The trial was postponed to 20 June. On 5 July the court handed verdict allowing him to stay home while a social worker monitor him for a year. However, charges were not dropped and his legal status are unclear.

==Reactions==

A number of rights groups called for Alqudaihi's immediate release. Among them is the Ireland-based Bahrain Rehabilitation and Anti-Violence Organization which issued a statement regarding the "growing number of children detained for investigation in security cases". BCHR expressed its concern for targeting children under fifteen.
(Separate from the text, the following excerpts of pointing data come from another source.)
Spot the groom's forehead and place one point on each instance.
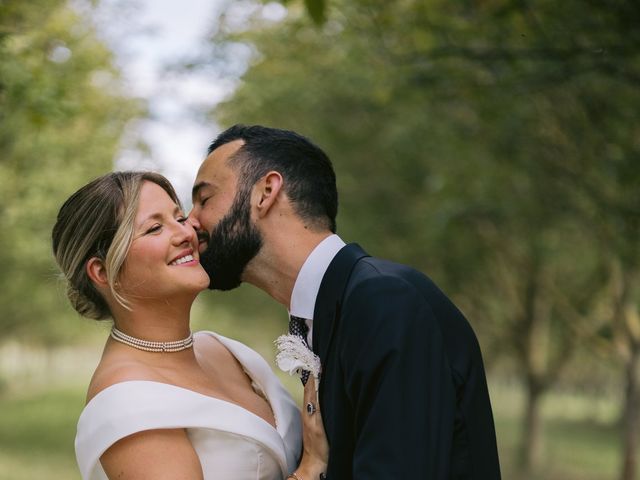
(215, 169)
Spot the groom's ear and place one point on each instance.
(266, 191)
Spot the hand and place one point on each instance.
(315, 453)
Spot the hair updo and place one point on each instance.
(97, 221)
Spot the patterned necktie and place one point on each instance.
(298, 326)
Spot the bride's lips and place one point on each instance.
(185, 257)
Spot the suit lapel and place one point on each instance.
(327, 307)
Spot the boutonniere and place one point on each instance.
(294, 356)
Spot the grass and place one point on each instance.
(37, 432)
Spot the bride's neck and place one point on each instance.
(157, 321)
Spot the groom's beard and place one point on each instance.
(233, 243)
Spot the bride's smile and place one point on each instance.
(163, 260)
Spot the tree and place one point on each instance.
(491, 134)
(62, 113)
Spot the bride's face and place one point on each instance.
(163, 260)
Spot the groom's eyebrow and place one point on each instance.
(196, 189)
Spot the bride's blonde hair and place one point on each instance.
(97, 221)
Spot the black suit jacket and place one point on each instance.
(403, 389)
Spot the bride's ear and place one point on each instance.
(266, 191)
(97, 272)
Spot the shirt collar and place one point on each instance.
(305, 290)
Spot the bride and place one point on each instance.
(165, 403)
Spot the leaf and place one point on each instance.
(316, 10)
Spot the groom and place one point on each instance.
(403, 391)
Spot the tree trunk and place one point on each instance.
(531, 446)
(631, 416)
(536, 324)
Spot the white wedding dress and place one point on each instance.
(231, 442)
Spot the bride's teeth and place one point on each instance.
(182, 260)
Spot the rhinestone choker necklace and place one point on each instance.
(149, 346)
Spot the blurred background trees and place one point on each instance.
(480, 141)
(61, 120)
(492, 144)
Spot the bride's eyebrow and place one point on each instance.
(159, 216)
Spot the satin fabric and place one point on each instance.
(231, 442)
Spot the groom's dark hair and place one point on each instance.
(309, 179)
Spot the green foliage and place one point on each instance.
(61, 118)
(491, 144)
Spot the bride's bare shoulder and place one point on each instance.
(117, 369)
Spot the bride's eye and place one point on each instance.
(154, 229)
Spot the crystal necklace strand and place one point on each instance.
(149, 346)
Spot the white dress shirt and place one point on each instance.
(305, 290)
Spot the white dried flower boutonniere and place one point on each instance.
(294, 356)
Human Rights Watch expressed concern that Alqudaihi "was not accompanied by a lawyer during his questioning", adding, "It seems the only evidence used against him is his own confession and the testimony of a police officer". Amnesty International stated, "Arresting an 11-year-old boy, interrogating him for hours without a lawyer before trying him on spurious charges shows a jaw-dropping lack of respect for his rights". The organization criticized the proceedings as "completely out of step with international standards, or even Bahrain's own penal code". The spokeswoman further added that "[t]his case shows the excessive means the Bahraini authorities have resorted to in order to crush protest. I hope they will see sense and drop all the charges against Ali Hassan".

Khamees said "[a]uthorities should be more than satisfied with the time Hasan has spent in jail and the damage they have caused to the boy by imprisoning him" and that the government should "treat children better". She also named the boy a political prisoner.

Khadija Habib, Alqudaihi's mother, said he was innocent and the accusations against him "fabricated".

The Bahraini newspaper Al Wasat wrote that Alqudaihi's case drew "great sympathy" on Facebook and Twitter, and that a number of "former MPs, political society members, human rights activist and citizens" demanded his immediate release. The BBC Arabic reported that his case "received considerable attention by the international media", citing an article in The Independent as an example.